Memorandum of Convention, by Mr. Harry N. Howard, Adviser to the United States Delegation to the United Nations

secret

Following our conversations on Friday and Saturday, May 13 and 14,1 and my telephone conversation with Mr. Campbell last evening,2 I spoke with Mr. Shtylla this morning about American-Albanian relations. I said that the Department of State had reached no ultimate decisions in the matter and that there would be no reason why Mr. Shtylla should delay his departure for Paris. I further remarked that the position of the United States in the matter of Albania’s treaty obligations remained as it had been in 1946, but that there were additional political elements which had since entered into the situation. On Mr. Shtylla’s inquiry, I remarked that these involved Albanian assistance to the Greek guerrillas, as established by the U.N. Commission of Investigation in 1947 and by UNSCOB in 1948–1949. In turn this situation involved Albania’s relations with the UN. Mr. Shtylla made no particular comment as to the Greek guerrillas, but he did indicate that Albania’s attitude toward the UN was well known.
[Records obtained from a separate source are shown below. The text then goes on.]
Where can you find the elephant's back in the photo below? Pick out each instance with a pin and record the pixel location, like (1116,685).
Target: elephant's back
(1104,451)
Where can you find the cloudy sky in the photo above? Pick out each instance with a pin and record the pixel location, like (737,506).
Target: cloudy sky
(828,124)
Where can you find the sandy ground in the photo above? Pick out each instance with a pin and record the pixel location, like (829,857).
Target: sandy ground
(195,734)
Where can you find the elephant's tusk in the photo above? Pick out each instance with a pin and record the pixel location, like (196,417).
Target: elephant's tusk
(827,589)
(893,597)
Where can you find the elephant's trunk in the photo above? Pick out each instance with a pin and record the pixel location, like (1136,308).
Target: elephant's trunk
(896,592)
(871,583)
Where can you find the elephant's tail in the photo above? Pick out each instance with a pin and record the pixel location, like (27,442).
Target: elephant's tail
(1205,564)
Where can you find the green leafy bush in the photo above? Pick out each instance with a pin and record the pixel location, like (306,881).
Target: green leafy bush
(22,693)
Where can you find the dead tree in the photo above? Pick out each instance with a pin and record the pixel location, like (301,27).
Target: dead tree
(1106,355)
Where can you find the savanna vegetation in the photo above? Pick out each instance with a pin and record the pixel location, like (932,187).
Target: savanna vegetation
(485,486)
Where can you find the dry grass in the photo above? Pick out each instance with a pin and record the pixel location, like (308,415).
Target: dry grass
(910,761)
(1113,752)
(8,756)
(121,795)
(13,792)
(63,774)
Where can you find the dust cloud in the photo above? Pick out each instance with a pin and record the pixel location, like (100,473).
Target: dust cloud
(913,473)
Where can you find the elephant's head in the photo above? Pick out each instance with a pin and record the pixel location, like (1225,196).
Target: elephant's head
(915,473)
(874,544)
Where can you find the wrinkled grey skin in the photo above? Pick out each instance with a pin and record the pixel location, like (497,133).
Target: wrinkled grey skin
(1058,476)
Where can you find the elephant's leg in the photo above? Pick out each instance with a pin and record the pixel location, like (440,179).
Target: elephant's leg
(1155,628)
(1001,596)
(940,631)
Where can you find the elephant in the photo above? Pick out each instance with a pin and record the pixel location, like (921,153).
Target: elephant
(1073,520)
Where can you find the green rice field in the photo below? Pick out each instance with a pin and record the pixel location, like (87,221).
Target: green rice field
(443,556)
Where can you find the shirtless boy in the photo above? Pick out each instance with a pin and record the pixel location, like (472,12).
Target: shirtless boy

Albania had long since applied for membership in the UN. The conversation closed with my remark that if the Albanian Government had some views which it desired to present concerning these matters, the Department would be willing to consider them.

[Harry N. Howard]
  1. For Campbell’s record of the conversation with Shtylla on May 14, see p. 299; regarding Howard’s conversation with Shtylla on May 13, see footnote 3 to the Campbell memorandum.
  2. Regarding the telephone conversation under reference, see footnote 2 to Hickerson’s memorandum to Rusk, p. 303.